Melbourne radar loop of Matthew on October 7 as the eye passed east of Central Florida

- May 29 – Rip currents from Tropical Storm Bonnie killed a swimmer in Melbourne Beach, while dozens of other people required rescue.
- June 6 – Tropical Storm Colin made landfall in the Big Bend of Florida at Apalachee Bay, and moved quickly northeastward through the state. Wind gusts in the state reached 66 mph at Kennedy Space Center. Heavy rainfall, peaking at 17.54 in near Seminole, caused some flooding. Three people drowned along the Florida Panhandle due to rip currents.

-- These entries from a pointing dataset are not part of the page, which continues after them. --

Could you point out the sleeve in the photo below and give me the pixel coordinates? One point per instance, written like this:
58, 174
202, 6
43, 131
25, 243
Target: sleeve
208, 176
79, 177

- September 1 – Hurricane Hermine made landfall along the Big Bend of Florida with winds of 80 mph, making it the first hurricane landfall to the state since Hurricane Wilma in 2005. The highest recorded wind gust in the state was 78 mph in Bald Point State Park. Hermine moved ashore with a 7.5 ft storm surge, which occurred alongside heavy rainfall that peaked at 22.36 in near Tarpon Springs. Hermine damaged or destroyed more than 2,600 buildings and left more than 253,000 people without power. A man died in Ocala after being struck by a tree. Insured damage in the state reached US$80 million.
- September 14 – Tropical Storm Julia formed over eastern Florida, producing peak wind gusts of 59 mph in Crescent Beach while moving northward through the state. The storm spawned a brief EF0 tornado near Barefoot Bay, which damaged a roof.
- October 7 – Hurricane Matthew paralleled the east coast of Florida as a major hurricane, with the center remaining about 35 mi offshore. The western edge of the eyewall passed over Cape Canaveral, producing wind gusts of 107 mph there. Matthew's strong winds knocked down trees and power lines, leaving 1.36 million people without power. The hurricane produced widespread beach erosion from its high waves and storm surge, with portions of SR A1A washed out, and millions of dollars' worth of equipment damaged at Kennedy Space Center. There were 14 deaths in the state related to the hurricane. Statewide damage totaled at least $1.3 billion.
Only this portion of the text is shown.